Avoid Hadoop: a beginner's checklist for big data reporting

A lot of companies are trying to get value out of "big data". Most go through a period of panic and flailing around using ill-adapted tools. In consulting engagements or during the sales process, the same themes tend to come back.

You might have an idea something's wrong when your web logs are filling up your database, reports patched from SQL queries take over minutes to generate and your team is now considering a web-scale NoSQL data store.

It's common for great developers to waste weeks or months on a flawed approach. I'm hoping this list helps some of my readers avoid that fate.

(If all of this already sounds old-hat to you, go read Memory Architecture Hacks from which I've taken the Hadoop criteria below) 

0: Avoid or delay using Hadoop

Hadoop is only useful when you don't need real-time results, data is too big to ever fit in memory and the map-reduce algorithm is well-suited to the task, e.g. the output of the map is not bigger than the size of input. Unfortunately many people spend weeks learning this new framework, without realizing it forces them to solve their problems in unnatural ways.

One special case that must be mentioned is search. Just because MySQL or Postgres aren't up to the task should not have you reaching for Hadoop if Lucene will do the trick. And by "do the trick" I mean it will sip resources on a single machine, returning results faster than a dozen machines painstakingly configured with hdfs and Hadoop.

There's a similar rush towards using various NoSQL data stores even though flat files can be perfectly adapted.

1: Shrink it, Cache it, Fudge it

Ask how accurate the reports need to be.

Sample: sometimes 5-10% of the data can get a good approximate result.

Save computations: one of my first reports was total visits to a website. An extra table saved totals for arbitrary ranges, replacing an expensive sum with a handful of selects and a bit of code overhead.

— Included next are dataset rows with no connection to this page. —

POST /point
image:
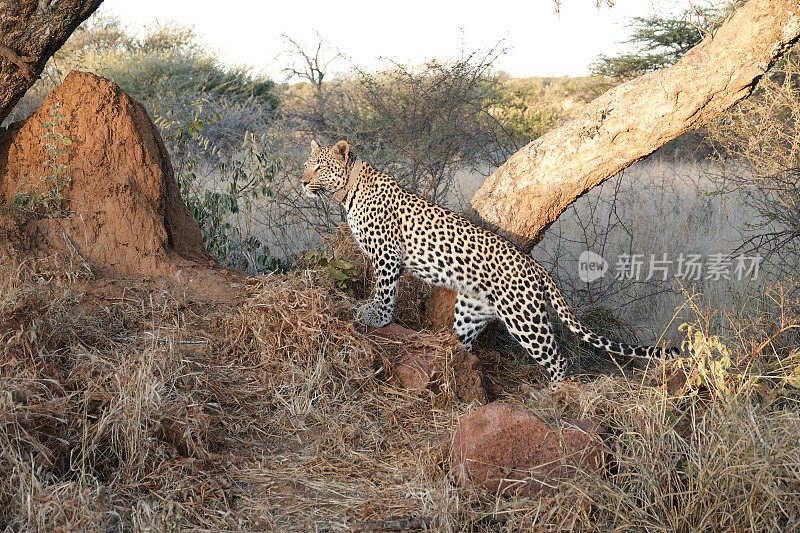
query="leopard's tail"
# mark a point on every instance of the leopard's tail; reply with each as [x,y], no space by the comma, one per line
[598,341]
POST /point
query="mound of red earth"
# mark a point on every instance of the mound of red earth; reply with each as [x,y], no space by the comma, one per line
[126,215]
[507,449]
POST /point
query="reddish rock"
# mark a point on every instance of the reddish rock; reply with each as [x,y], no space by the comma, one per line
[126,213]
[508,449]
[418,365]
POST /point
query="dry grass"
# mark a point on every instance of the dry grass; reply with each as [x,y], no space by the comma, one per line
[130,406]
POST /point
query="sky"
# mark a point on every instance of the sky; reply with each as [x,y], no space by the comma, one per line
[539,41]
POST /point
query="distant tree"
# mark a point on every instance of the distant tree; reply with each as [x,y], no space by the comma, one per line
[659,42]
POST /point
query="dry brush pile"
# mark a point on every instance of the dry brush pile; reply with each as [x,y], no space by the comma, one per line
[133,404]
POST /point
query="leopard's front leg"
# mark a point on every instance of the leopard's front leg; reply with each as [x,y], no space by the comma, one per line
[379,311]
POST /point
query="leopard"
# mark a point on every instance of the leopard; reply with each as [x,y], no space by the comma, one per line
[400,231]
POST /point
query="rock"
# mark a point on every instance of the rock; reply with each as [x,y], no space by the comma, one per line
[419,363]
[507,449]
[126,212]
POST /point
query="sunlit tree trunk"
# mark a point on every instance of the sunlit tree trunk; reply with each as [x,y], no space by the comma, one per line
[528,192]
[30,32]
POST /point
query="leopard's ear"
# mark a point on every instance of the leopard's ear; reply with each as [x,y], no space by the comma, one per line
[342,148]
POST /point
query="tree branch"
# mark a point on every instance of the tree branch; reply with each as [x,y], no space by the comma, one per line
[527,193]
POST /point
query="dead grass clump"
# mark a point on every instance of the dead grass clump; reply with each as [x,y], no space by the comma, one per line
[361,447]
[137,407]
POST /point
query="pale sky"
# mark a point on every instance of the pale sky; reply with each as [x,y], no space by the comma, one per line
[541,42]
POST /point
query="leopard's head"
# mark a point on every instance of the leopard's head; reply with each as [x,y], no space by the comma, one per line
[325,170]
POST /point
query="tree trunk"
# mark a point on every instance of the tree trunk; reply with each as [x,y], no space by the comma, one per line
[527,193]
[30,32]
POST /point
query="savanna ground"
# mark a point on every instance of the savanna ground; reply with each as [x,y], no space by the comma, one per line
[257,403]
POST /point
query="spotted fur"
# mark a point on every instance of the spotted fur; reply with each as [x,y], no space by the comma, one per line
[401,231]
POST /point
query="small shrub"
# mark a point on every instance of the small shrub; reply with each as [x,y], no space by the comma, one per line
[45,196]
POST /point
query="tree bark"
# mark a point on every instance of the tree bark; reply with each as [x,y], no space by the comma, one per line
[528,192]
[30,32]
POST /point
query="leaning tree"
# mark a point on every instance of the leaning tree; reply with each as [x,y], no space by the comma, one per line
[529,191]
[31,31]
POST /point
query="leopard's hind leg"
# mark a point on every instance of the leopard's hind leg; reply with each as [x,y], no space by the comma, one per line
[526,320]
[470,318]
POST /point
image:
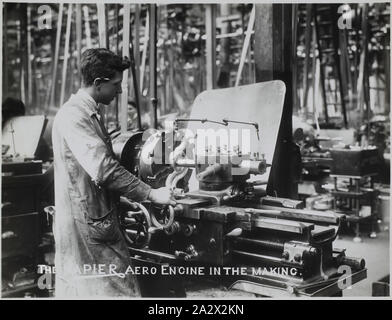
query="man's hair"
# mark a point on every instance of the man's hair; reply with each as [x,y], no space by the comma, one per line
[101,63]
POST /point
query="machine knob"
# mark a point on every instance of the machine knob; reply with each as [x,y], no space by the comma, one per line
[297,257]
[285,255]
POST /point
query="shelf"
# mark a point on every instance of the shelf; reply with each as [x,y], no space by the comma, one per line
[11,292]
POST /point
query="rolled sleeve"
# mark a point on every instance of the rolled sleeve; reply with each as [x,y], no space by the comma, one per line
[96,159]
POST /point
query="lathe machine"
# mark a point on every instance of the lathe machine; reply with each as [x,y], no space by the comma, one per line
[217,163]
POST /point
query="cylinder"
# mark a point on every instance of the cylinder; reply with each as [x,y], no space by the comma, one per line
[355,263]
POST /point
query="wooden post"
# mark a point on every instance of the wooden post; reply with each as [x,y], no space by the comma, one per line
[5,50]
[56,55]
[245,46]
[29,99]
[308,31]
[124,85]
[360,82]
[137,42]
[296,105]
[153,63]
[78,8]
[87,26]
[211,45]
[223,80]
[144,54]
[273,54]
[66,53]
[322,75]
[22,50]
[102,25]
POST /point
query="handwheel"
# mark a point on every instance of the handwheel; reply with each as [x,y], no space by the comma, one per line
[162,217]
[135,225]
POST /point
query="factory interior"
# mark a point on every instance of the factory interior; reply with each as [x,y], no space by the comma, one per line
[270,124]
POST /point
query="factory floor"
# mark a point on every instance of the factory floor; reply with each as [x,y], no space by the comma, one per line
[376,253]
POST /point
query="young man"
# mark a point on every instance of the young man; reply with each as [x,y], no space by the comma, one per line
[91,252]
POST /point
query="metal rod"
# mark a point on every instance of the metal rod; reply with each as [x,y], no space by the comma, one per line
[262,243]
[257,256]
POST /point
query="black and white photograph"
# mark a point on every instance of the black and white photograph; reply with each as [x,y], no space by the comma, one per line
[195,150]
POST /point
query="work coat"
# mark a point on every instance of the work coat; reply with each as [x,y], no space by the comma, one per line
[91,253]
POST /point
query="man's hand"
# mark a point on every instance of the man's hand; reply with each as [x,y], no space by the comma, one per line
[162,196]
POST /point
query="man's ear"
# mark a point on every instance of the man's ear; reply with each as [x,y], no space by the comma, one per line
[97,83]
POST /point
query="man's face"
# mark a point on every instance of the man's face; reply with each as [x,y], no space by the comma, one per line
[108,89]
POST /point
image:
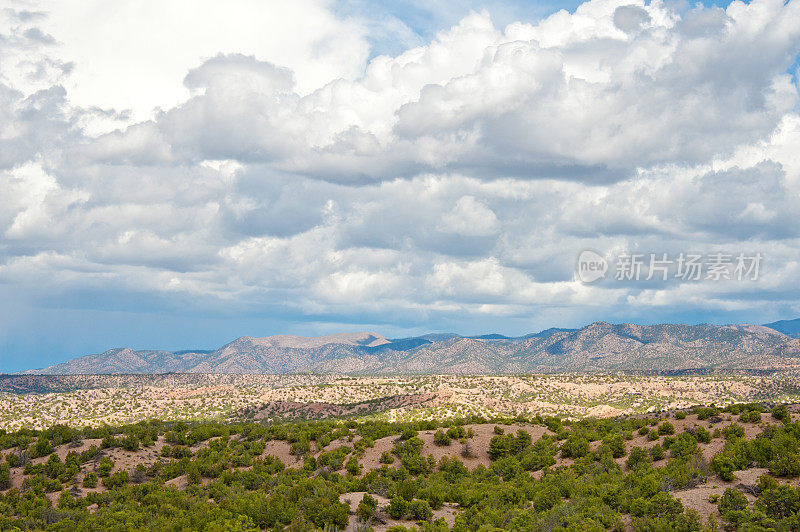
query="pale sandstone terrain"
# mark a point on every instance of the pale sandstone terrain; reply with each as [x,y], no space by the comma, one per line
[36,401]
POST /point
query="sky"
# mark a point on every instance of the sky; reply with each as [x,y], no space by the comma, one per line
[178,174]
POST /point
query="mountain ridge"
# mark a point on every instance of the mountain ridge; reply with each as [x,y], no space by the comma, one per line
[597,347]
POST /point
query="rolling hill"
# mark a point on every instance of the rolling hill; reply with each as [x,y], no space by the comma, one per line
[599,347]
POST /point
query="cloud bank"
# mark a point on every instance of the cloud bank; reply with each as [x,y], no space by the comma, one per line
[451,185]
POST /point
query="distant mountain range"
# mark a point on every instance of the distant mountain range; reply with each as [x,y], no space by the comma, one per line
[599,347]
[788,327]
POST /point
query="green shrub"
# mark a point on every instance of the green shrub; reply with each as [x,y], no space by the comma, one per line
[420,510]
[366,508]
[398,507]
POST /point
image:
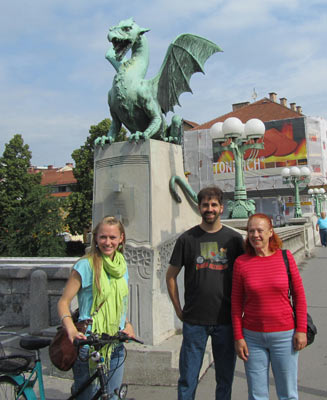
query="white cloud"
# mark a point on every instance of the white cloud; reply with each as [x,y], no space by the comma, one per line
[55,79]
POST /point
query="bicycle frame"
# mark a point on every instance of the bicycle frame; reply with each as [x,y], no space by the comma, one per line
[27,384]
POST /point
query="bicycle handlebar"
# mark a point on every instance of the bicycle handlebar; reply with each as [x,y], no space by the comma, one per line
[96,340]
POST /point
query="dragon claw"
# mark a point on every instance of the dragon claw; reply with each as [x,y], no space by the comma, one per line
[135,137]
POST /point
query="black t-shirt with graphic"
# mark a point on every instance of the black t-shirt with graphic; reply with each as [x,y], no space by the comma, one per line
[208,260]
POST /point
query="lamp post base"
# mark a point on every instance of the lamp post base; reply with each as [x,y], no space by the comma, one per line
[241,208]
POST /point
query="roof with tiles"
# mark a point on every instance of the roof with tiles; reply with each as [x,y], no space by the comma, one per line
[55,176]
[264,109]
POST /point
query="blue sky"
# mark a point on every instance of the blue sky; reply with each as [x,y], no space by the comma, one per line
[54,77]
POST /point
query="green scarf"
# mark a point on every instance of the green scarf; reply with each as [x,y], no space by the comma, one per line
[110,304]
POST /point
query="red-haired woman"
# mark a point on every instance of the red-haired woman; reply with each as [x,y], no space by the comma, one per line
[265,331]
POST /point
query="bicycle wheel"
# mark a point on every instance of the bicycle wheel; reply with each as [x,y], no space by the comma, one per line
[9,389]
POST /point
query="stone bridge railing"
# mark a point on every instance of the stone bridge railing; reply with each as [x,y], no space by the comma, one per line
[15,276]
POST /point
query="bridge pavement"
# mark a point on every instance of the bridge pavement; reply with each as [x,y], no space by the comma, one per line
[312,362]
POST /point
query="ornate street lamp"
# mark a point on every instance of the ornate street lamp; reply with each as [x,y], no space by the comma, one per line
[319,197]
[295,176]
[234,136]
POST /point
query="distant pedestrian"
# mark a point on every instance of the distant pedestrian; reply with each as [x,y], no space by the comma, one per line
[265,330]
[207,253]
[322,227]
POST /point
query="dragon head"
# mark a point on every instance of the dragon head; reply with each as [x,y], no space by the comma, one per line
[124,35]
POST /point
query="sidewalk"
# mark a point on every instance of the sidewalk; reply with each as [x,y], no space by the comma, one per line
[312,362]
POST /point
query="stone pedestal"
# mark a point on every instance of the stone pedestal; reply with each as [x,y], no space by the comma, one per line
[131,182]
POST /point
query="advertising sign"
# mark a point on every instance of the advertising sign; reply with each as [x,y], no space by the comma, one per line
[285,146]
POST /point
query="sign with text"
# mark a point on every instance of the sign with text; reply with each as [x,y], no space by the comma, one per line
[285,146]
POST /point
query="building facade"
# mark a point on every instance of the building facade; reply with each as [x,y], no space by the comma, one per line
[291,139]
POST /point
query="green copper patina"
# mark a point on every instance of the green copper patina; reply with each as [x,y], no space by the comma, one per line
[138,103]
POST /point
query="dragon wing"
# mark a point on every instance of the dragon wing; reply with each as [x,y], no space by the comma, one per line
[186,55]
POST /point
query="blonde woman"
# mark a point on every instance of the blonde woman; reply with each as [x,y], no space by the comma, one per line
[100,281]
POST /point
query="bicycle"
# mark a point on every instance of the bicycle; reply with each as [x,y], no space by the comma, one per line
[18,375]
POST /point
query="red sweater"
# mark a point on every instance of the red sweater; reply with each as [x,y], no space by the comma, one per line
[260,295]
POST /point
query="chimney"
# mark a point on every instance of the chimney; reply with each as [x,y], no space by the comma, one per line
[283,101]
[293,106]
[237,106]
[273,97]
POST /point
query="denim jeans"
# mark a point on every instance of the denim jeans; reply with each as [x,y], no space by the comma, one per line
[275,348]
[195,338]
[115,374]
[323,237]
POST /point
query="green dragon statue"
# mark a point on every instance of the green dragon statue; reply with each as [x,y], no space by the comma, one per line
[138,103]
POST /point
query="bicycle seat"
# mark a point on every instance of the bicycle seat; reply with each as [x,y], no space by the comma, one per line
[34,343]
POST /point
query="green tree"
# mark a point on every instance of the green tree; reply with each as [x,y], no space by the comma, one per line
[79,203]
[30,217]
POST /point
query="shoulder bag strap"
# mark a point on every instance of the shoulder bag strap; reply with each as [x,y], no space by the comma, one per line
[287,265]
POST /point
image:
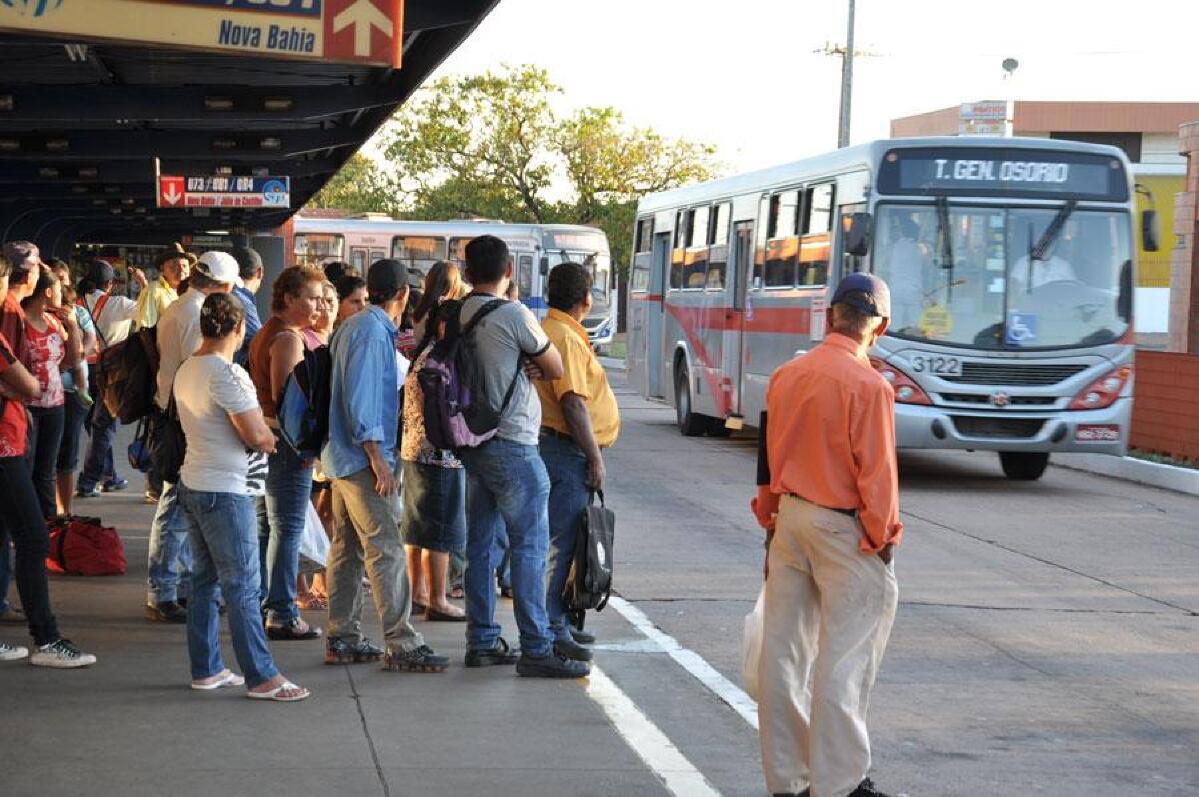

Fudge it: while visits are easy to sum, uniques seemed to be a harder problem. Fortunately Bloom filters are useful when counting set intersections. You can set the trade-off between accuracy and size.

2: Buy more RAM

It's often cheaper to buy more RAM than use engineering cycles. $200-1000 sometimes speeds up your reports by keeping your entire data in memory instead of doing disk IO. In-memory database are much faster than disk.

3: Avoid or speedup IO

Store the memory mapped representation of your problem. Create smaller pre-processed records by stripping fields you won't use. Gzip the files. Save indexes.

On the hardware side, there's SSDs, RAIDs and networked RAM.

4: Cram it into memory

Remove unused fields, replace large strings with indexes, or use sparse matrices - whatever is needed to fit everything into RAM.


The above aren't universally applicable, although they should solve the majority of the pain most teams encounter when first venturing into the world of big data.